Is It Possible To Get Better Results For Parsing Imperative Sentences With Stanfordnlp?
Solution 1:
I looked at your examples, and it seems that the parser is classifying the first word in your imperatives as noun (NN
) or proper noun (NNP
). I think that is because a capital letter is present in the beginning of the first word (and proper nouns start with a capital letter). Essentially, the parser hasn't "learned" that every sentence in English starts with a capital letter, and that the capital letter in the beginning provides no information about the part-of-speech.

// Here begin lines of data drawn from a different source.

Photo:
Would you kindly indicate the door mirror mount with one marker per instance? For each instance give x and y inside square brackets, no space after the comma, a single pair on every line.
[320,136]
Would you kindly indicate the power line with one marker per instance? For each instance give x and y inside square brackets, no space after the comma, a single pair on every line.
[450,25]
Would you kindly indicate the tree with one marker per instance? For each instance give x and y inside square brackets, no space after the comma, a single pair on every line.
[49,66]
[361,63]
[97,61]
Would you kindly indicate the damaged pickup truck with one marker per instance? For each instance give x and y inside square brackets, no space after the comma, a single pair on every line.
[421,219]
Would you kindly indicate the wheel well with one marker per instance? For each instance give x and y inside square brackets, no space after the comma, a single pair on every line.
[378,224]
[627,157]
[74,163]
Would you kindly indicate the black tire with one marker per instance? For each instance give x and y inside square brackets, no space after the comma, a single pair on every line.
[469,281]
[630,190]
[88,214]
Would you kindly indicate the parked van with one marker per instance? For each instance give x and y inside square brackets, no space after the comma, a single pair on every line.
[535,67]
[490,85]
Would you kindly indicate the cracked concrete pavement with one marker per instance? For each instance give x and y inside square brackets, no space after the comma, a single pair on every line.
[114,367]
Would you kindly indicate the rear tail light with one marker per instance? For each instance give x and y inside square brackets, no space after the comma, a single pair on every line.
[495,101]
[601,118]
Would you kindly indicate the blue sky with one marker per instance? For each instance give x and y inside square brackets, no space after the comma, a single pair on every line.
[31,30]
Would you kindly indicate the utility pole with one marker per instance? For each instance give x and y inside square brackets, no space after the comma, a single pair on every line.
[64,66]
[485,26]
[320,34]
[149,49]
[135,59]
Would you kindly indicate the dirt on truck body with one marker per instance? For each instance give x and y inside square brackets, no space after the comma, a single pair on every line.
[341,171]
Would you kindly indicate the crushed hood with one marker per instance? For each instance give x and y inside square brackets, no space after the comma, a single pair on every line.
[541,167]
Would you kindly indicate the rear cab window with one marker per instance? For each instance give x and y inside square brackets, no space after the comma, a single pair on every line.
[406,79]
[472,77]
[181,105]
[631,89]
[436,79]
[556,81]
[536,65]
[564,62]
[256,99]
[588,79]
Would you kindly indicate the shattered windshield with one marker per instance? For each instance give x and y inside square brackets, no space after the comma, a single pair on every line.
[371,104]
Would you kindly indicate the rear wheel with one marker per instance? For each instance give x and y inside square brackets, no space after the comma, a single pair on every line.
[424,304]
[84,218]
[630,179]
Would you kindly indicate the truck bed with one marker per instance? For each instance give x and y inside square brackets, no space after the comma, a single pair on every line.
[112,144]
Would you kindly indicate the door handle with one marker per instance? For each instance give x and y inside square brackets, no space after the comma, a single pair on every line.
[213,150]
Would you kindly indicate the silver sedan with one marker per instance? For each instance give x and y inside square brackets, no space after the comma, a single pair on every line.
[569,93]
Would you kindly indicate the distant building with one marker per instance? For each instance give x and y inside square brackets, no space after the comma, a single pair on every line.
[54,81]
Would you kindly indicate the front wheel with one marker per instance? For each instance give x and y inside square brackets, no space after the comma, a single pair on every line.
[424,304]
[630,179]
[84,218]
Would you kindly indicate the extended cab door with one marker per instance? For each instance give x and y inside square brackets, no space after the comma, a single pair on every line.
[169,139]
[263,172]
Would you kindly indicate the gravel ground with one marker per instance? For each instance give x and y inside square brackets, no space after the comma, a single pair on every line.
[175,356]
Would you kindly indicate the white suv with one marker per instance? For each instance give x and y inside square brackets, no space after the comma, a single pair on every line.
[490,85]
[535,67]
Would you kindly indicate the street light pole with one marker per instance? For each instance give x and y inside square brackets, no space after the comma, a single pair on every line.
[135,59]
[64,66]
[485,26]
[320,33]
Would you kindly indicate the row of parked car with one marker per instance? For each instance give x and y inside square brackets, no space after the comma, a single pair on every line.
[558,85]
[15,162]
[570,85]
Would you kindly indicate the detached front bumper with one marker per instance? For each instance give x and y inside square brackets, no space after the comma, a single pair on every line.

Of course, the long-term solution to this is that the parser should be trained on other texts with imperatives, but there is also a short-run hack to this problem: since the problem lies with capital letters, we can use the .lower()
String function in Python (or any other corresponding function in other programming languages) to preprocess the string to lowercase before parsing it.
I myself tried this with your examples and now the parser is correctly classifying the beginning of your sentences as Verb Phrases.
Note:: The above hack may lead to incorrect classification of Proper Nouns because they will no longer have a capital letter. As long as you are not using the parser to detect Proper Nouns alongside imperatives, you should be okay
Solution 2:
Unfortunately the part-of-speech tagger is trained on the Wall Street Journal from years ago. So there are issues where imperative statements aren't in the training data. So it's going to guess wrong at times. But on some imperative statements it does the right thing as well. I think if the first word is a clear verb like "Call" you will get better performance.
Another issue I saw is the verb "text" (as in send a text message) is not being handled well.
I think we would be excited to add some contemporary data and add some imperative training data to help out.